Although the play became famous for its subject matter, Beyer thinks that deeper themes lie behind the mathematical intrigue.

“The easy answer is to say ‘Oh, it’s about math and insanity and genius,’” he said. “But more so it is about how people who care about each other and are faced with hard decisions deal with it. Family responsibility. Putting things on hold because you have to.”

And the focus of that familial responsibility is Robert, Dignoti’s role, which serves as his senior project for the theater major. Dignoti, already an accomplished actor, dove deeper into source material and read extensively about John Nash, the mathematician who revolutionized game theory and who is the focus of the film “A Beautiful Mind.”

“Nash was very demented. He had schizophrenia, I believe. He was very young at the time. He had this moment where he thought he could do math again but was checked by his family and was actually just writing gibberish,” Dignoti said.
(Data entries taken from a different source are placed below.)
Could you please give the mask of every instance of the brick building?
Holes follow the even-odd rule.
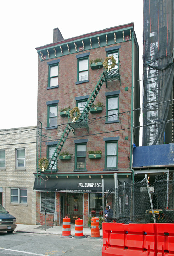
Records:
[[[38,165],[34,174],[37,223],[44,223],[46,209],[47,224],[56,211],[59,224],[67,215],[86,226],[88,217],[102,214],[103,181],[105,193],[114,188],[114,174],[118,183],[131,181],[139,129],[131,128],[139,126],[140,106],[133,23],[67,39],[56,28],[53,43],[36,50],[37,161],[44,170]]]
[[[0,130],[0,204],[21,224],[35,224],[36,126]]]

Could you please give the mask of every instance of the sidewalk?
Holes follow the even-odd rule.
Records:
[[[62,226],[46,226],[46,231],[44,225],[25,225],[17,224],[17,227],[15,229],[14,232],[22,232],[24,233],[39,233],[52,235],[61,235],[62,233]],[[75,224],[71,224],[71,234],[72,236],[75,235]],[[89,228],[83,228],[83,234],[84,236],[91,236],[91,231]],[[100,235],[102,236],[102,230],[100,230]]]

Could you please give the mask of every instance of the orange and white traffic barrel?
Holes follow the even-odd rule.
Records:
[[[75,221],[75,238],[85,238],[87,237],[83,235],[83,220],[80,218]]]
[[[93,217],[91,219],[91,238],[101,239],[100,236],[99,220],[97,217]]]
[[[64,218],[63,218],[62,234],[60,237],[68,238],[72,236],[71,235],[70,218],[68,216],[65,216]]]

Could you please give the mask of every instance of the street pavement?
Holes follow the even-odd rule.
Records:
[[[62,226],[46,226],[46,231],[44,225],[25,225],[17,224],[17,228],[15,229],[14,232],[24,233],[36,233],[50,234],[61,235],[62,234]],[[83,228],[84,236],[91,236],[91,229],[89,228]],[[75,235],[75,224],[71,224],[71,235]],[[100,230],[100,235],[101,238],[102,238],[102,230]]]

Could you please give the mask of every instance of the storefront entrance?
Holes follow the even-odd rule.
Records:
[[[61,218],[62,223],[63,218],[68,216],[71,223],[75,223],[78,218],[82,219],[83,215],[82,193],[61,193]]]

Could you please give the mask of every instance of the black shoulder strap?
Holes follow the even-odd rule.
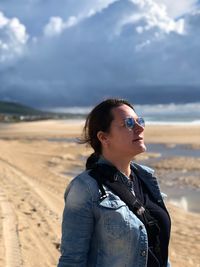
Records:
[[[134,196],[129,188],[121,182],[119,179],[119,171],[114,166],[107,164],[96,164],[89,172],[93,177],[101,191],[100,200],[107,197],[107,194],[103,188],[103,185],[108,187],[114,194],[116,194],[128,208],[144,223],[147,233],[151,236],[157,236],[160,229],[157,221],[150,215],[147,209],[140,203],[140,201]]]

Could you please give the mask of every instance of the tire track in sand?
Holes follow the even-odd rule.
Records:
[[[5,267],[22,267],[16,214],[2,189],[0,189],[0,206],[3,218]]]

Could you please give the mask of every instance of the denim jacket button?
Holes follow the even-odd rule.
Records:
[[[143,229],[143,225],[140,225],[140,226],[139,226],[139,229],[142,230],[142,229]]]
[[[140,253],[141,256],[146,256],[146,251],[145,250],[142,250],[141,253]]]

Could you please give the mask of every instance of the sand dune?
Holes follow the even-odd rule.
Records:
[[[56,266],[64,190],[91,152],[71,139],[80,136],[82,126],[81,121],[0,125],[0,267]],[[199,127],[149,126],[146,140],[196,147],[199,133]],[[173,266],[200,266],[200,215],[168,207]]]

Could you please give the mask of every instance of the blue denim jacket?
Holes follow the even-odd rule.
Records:
[[[164,207],[153,170],[135,163],[134,167]],[[88,171],[67,187],[58,267],[147,266],[148,239],[143,223],[117,195],[105,189],[108,196],[100,201],[99,187]]]

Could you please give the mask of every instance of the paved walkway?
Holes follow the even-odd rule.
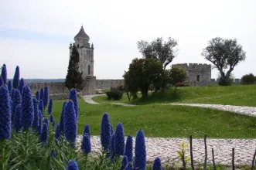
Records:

This intense research into his character helped Dignoti play the role of Robert realistically. His monologue at the open of the second act in which he reflects on life at the University of Chicago pulls attention toward Robert’s interior world and later, when he becomes unwell, Dignoti, bent and shivering in the winter cold, fills notebooks full of nonsensical proofs. Dignoti’s ability to open up his character to the audience and then sever all connection is masterful.
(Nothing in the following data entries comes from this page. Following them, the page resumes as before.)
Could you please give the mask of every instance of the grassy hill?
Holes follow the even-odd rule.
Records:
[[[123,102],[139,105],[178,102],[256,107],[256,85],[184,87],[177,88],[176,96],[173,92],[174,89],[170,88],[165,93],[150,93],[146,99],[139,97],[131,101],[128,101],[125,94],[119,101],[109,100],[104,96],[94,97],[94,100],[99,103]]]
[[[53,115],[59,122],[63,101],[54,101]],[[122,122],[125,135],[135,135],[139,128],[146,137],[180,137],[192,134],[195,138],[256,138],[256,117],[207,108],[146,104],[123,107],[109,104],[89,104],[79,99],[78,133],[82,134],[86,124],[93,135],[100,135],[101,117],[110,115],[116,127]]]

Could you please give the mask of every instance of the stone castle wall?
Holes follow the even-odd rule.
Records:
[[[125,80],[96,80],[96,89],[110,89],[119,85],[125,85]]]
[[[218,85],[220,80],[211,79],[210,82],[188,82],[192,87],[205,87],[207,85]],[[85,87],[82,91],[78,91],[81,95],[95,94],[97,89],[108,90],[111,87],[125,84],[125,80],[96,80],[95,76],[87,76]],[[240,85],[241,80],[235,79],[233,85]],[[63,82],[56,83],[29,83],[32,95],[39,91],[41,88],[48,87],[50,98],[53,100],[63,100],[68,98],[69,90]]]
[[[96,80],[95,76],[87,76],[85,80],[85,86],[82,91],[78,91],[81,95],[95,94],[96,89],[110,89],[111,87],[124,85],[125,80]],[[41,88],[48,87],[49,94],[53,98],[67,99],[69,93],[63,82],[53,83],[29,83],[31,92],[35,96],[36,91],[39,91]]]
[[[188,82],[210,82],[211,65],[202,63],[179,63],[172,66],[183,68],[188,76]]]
Catherine, though, is the principal character of the play. After she put her life on hold for five years, the death of her father allows her to see new horizons.
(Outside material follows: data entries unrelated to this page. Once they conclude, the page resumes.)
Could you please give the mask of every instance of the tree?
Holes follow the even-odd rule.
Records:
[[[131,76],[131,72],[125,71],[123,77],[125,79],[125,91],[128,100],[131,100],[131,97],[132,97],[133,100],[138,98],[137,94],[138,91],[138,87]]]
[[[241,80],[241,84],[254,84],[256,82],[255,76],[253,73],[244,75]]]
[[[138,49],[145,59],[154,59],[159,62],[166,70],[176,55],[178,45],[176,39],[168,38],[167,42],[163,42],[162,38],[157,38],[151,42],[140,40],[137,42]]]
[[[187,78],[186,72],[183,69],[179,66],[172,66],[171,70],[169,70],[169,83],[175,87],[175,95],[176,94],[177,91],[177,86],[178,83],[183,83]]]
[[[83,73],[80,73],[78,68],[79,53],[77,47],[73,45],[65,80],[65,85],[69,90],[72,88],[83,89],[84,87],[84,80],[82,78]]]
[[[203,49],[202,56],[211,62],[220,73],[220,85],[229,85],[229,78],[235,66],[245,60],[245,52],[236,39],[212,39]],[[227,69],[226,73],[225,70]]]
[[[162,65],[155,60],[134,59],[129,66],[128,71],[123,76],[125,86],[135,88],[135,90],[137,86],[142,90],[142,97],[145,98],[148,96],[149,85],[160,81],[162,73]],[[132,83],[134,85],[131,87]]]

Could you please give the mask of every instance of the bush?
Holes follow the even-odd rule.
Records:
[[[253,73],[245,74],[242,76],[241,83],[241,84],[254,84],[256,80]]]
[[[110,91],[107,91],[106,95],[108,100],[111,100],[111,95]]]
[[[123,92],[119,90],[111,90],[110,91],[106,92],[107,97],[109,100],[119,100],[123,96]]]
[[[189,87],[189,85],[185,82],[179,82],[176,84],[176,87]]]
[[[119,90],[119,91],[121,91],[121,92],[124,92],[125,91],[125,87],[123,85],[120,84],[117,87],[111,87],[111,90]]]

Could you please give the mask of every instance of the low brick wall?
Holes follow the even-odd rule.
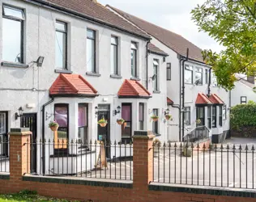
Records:
[[[153,182],[153,136],[139,132],[134,137],[133,182],[106,179],[85,179],[24,175],[28,148],[24,143],[30,133],[11,135],[10,176],[0,176],[0,193],[22,190],[37,191],[38,194],[79,201],[173,201],[173,202],[239,202],[255,201],[251,190],[188,187],[159,184]],[[19,158],[17,158],[17,156]]]

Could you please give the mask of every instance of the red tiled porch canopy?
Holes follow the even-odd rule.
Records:
[[[207,104],[212,104],[212,102],[205,94],[198,93],[198,97],[195,101],[195,104],[196,105],[207,105]]]
[[[138,81],[126,79],[118,91],[119,98],[151,98],[150,93]]]
[[[92,86],[81,75],[61,74],[49,89],[52,97],[96,97]]]

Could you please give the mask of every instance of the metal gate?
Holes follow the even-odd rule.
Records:
[[[32,133],[30,139],[31,142],[31,162],[30,162],[30,170],[31,173],[36,173],[36,113],[23,114],[20,117],[20,127],[29,128],[29,130]]]

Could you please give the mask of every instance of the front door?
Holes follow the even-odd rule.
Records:
[[[8,157],[8,112],[0,112],[0,158]]]
[[[28,128],[32,133],[30,139],[31,142],[31,173],[36,173],[36,113],[23,114],[20,117],[20,127]]]
[[[101,120],[103,117],[108,120],[108,124],[105,127],[101,127],[98,124],[98,141],[102,141],[106,145],[108,145],[105,148],[106,157],[109,158],[110,147],[109,145],[110,141],[110,108],[109,104],[100,104],[98,107],[98,120]]]

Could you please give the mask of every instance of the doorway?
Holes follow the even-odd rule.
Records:
[[[109,145],[110,142],[110,105],[100,104],[98,106],[98,120],[105,118],[108,120],[108,124],[105,127],[101,127],[98,124],[98,141],[102,141],[106,145]],[[105,148],[106,157],[110,157],[110,146]]]
[[[1,158],[8,158],[8,112],[0,112]]]
[[[30,172],[32,174],[36,173],[36,138],[37,138],[37,120],[36,113],[28,113],[23,114],[20,117],[20,127],[28,128],[32,133],[30,137],[30,155],[31,155],[31,164]]]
“She is complex and layered,” Moreno said. “She expresses herself passionately whether it is in her sadness or her anger or even her joy. It is very cathartic for me to be able to express that, because I don’t express a lot.”

Moreno displays Catherine’s interior conflict with mood shifts that react against force: her sister’s pleas to move to New York, Hal’s attempts to insert himself into her family, her father’s insistence that she not waste her talent for mathematics. Moreno explores static and kinetic motion, adding an unwritten element that opens up the play. Catherine expresses that she wants desperately to stay in her home and Moreno roots herself to her chair on the porch for much of the first act.

Beyer also used the music of feminist singer Ani DeFranco, who struggles openly against authority, and other female singers of the 2000s between scenes to set a defiant tone and to immerse the audience in the aesthetic of the millennial turn.

Hal and Claire push the plot and foil Catherine. Strehle plays Hal with the quirky mannerisms and chipped shoulder of a mathematics Ph.D. past his prime. His clear acting helps ground the play and allows Catherine’s tensions to shine through all the more. MacFarlane squares her jaw and plays the hard-partying yet professional Claire with the brutality and dismissiveness that only an older sister could wield.

“Proof” presents life as a binary code of action. Robert is crazy, or he is not. Catherine is a genius, or she is not. She will leave the house in the Chicago suburbs, or she will not. The play is either about a mathematical proof, or the title suggests that the characters are looking for proof: of identity, of stability, of love. This week, the Tower Players, through a masterfully written play, offer nothing less than a reality that scalds the heart awake.